The observed difference in cell proliferation can potentially be attributed to increased apoptosis and decreased proliferation since the pleiotropic effects of TN-C include cell cycle modulation. A study on the pancreatic ductal adenocarcinoma cells showed that TN-C addition to the cultures prompted G1/S transition.24 Another study showed that TN-C promotes progression into the S phase via AKT signaling, leading to enhanced cyclin D1 expression. Cyclin D1 then complexes with CDK4 to free E2F from retinoblastoma protein to enable G1/S transition.10 From these data, it could be deduced that the downregulation of TN-C would decrease G1/S transition. In the present study, this deduction has been confirmed. TN-C downregulation increased the number of cells in the G0/G1 phase, and the percentage of cells in the other phases decreased, consistent with previous studies. Drug-resistant disease is one of the primary challenges in treating TNBC, resulting in high mortality. Previous research has shown that TN-C can aid in doxorubicin resistance by reversing G1/S arrest via p21 inhibition.23 We demonstrated that TN-C downregulation led to G1 arrest, and we propose that this approach could be assessed for reversing doxorubicin resistance and testing a doxorubicin combination therapy.
Study Limitations
The main limitation of this study is that only one TNBC cell line was used and another TN-C expressing TNBC should be used in order to confirm our findings. Evidence is also needed to show that different levels of silencing correlate with the amount of apoptosis induced. Furthermore, the silencing efficiency for the later time-points could be investigated in order to determine whether the edited cancer cell percentage would decrease due to the reduced fitness of these cells.
CONCLUSION
This study demonstrated for the first time that TN-C downregulation by the CRISPR/Cas9 system successfully induced apoptosis and G1 arrest in the human TNBC cell line. These results warrant further testing via the examination of combinatorial therapies with chemotherapeutic drugs and studies on reversing drug resistance. By formulating a viral or a non-viral vector, this approach could also be tested within in vivo gene therapy settings in an animal cancer model.
MAIN POINTS
• TNBC is an important problem for women’s health globally.

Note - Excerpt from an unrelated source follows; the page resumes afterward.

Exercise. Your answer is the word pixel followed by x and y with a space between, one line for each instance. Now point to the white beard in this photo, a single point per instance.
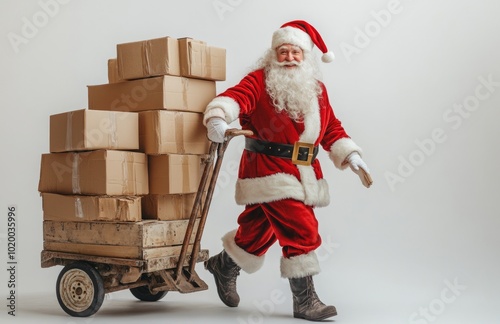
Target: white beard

• A tumor-promoting matricellular protein, TN-C, was successfully downregulated using CRISPR/Cas9 technology in TNBC cells, for which there is an urgent need for new therapeutic targets.
• TN-C downregulation induced apoptosis and inhibited G1/S transition, leading to a significant reduction in TNBC cell numbers.
• These data provide a strong foundation for further studies focusing on designing a new TN-C-based gene therapy approach using the powerful CRISPR/Cas9 system in TNBC cells.